When the post first appeared on Monday afternoon, no shortage of online publications quickly saw irony in a 155-year-old magazine co-founded by Ralph Waldo Emerson reducing itself to a shrill for L. Ron Hubbard. “The Atlantic is now publishing bizarre, blatant Scientology propaganda as ‘sponsored content,’” Gawker scoffed.
Backlash on Twitter poured in quickly, including criticism from some members of the magazine’s own editorial staff. “There’s no time like the present to tout my friend Larry Wright’s great new investigation of the Church of Scientology,” posted the Atlantic’s national correspondent, Jeffery Goldberg, in reference to Wright’s highly anticipated Scientology expose, “Going Clear.”
The controversy received its share of mockery as well. Comedy Central’s Indecision website spoofed the incident with a satirical blog post titled “Presbyterians Are Awesome!”

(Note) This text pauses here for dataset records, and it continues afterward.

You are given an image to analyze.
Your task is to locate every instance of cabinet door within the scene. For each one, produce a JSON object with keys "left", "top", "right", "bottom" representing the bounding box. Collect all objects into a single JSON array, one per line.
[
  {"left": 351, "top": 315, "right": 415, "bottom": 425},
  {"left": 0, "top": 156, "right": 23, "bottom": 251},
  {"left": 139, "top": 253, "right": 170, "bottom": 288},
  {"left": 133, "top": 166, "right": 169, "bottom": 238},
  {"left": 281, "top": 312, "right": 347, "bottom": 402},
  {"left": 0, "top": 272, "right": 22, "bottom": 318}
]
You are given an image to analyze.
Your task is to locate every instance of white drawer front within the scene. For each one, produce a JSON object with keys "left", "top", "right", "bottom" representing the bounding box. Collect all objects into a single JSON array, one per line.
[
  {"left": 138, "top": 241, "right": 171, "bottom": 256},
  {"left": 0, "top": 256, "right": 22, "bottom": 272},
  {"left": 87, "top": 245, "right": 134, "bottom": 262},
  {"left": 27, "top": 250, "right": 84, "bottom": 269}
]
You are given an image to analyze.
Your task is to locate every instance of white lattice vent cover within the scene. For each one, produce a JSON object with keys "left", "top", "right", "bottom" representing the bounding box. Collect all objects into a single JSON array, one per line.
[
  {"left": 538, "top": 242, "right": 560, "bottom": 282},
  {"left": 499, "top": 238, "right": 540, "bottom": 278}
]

By 11:30 p.m. on Monday night, the offending blog post was gone, replaced by the following messages: “We have temporarily suspended this advertising campaign pending a review of our policies that govern sponsor content and subsequent comment threads.” Its removal didn’t stop several websites -- including Ad Age, Business Insider and Gothamist -- from reposting the advertorial in its entirety. The post can also be viewed here via a Google cache.
Despite the ensuing controversy, reactions to the sponsored post have been mixed, with many commenters shrugging their virtual shoulders at what appears to be business as usual on the Internet. “It’s an ad,” wrote one Gawker reader. “Seriously, aesthetics aside, what's the problem?”
At the heart of the debate is the growing prevalence of so-called native advertising -- sponsored content dressed up to resemble a media company’s specific publishing platform, thereby allowing ads to integrate more seamlessly. A native ad can be as simple as a sponsored tweet on Twitter or as expansive as an essay-like blog post like the Atlantic’s, which was barely distinguishable from its editorial content.
Depending on whom you ask, native ads are either a scourge to society or the savior of the digital economy. Marketers and advertisers have long bemoaned the ineffectiveness of traditional Web banner ads, and much research agrees with them. According to the 2012 “State of Online Advertising” report, 54 percent of consumers say banner ads do not work, and 68 percent say they find online advertising “annoying.”
Conversely, native advertising has a growing chorus of champions, including the Atlantic’s publisher, Jay Lauf, who told the website Digiday back in September that the publication was doubling down on its efforts to incorporate native ads on its website. “A lot of people worry about crossing editorial and advertising lines, but I think it respects readers more,” Lauf told Digiday’s Josh Sternberg. “It’s saying, ‘You know what you’re interested in.’ It’s more respectful of the reader that way.”
The Atlantic did not respond to a request for comment about its future use of native advertising in light of the controversy, but judging from Raabe’s statement on Tuesday, Lauf may be forced to curb some of that avowed exuberance -- or at the very least, reevaluate it. “It's safe to say that we are thinking a lot more about these policies after running this ad than we did beforehand,” Raabe wrote. “In the meantime, we have decided to withdraw the ad until we figure all of this out. We remain committed to and enthusiastic about innovation in digital advertising but acknowledge -- sheepishly -- that that we got ahead of ourselves. We are sorry, and we're working very hard to put things right.”